I must have been spitting, I was crying so hard. And for a moment I reached him, somehow Sal was next to me, we were breathing in smoke from the fire, gloved hands all over us.

That kid stared at me like his eyes were windows and he was trapped inside there somewhere, tired of hiding.

“The number,” I said to him, or I tried to say it anyway. And what good was it? Now everything was lost.

But the kid surprised me. His voice popped out.

“There was no number,” he said, the suits lifting him up, shoving him at the flames. “I made it up,” he said, as he disappeared from me forever. “So you’d take me with you.”

And then he was gone. Still high, I reckon. Because I never even heard him scream.

I felt the hands working me over, and I thought that was it. Thought I was just going to burn right then. And all I could think was how Frost must have already made it. He had his coordinates. His GPS. And somewhere, he was out there. And my father was out there, too. Surrounded by trees and murderers.

“Wait,” one of the agents was yelling. “He should be tested.”

They yanked me to my feet.

I didn’t do a thing. I couldn’t even feel the needle go in or the blood coming out. But I watched it, that deep dark red. And because of the blood draining out of me or my previous show of strength, whatever it was, I was suddenly empty. And as they pulled the needle from my skin, I sank inward as every light inside turned black.

Rootless - _50.jpg

Weirdest thing about whatever they’d doped me up with — awake you felt like you were dreaming, but pass out and no dream would come.
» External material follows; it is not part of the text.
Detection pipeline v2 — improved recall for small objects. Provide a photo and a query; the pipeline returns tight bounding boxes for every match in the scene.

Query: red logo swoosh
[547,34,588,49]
It was a void. The darkest night. Untouched by the motion of the world or the swell of whatever you kept hidden inside.

Sometime on the boat, though, they let us come around. And somehow I knew that meant we were almost there.

They fed us. Juiciest damn corn I ever tasted. They gave us water and then they stripped us of clothes and shaved off our hair. I waited. Still coming back to life. Shielding my eyes from the neon lights. But soon as I could, I stumbled across the giant cargo hold we’d been allowed to wake up in. I made for the exit. And I found my way onto the deck.

I don’t know what time it was. Early morning, maybe. I stood alone, bony beneath the plastic sheet they’d draped across my shoulders. It was so cold out there, made me feel brand new and old as anything, both at the same time. The cold hurt, too. I almost turned back inside with the others. But I just bit at my tongue as the freeze enveloped me. I watched my hands shake and my toes turn blue.

I found my way to the center of the deck and I watched the water and I stared around at the boat. A cockpit sat on top of the cargo hold and above that was a gun tower. Everything black and silver. No purple. No GenTech logos. It sure wasn’t the biggest boat I’d ever imagined, but it didn’t need to be. The water was flat. And it stretched in every direction for as far as my eyes could see.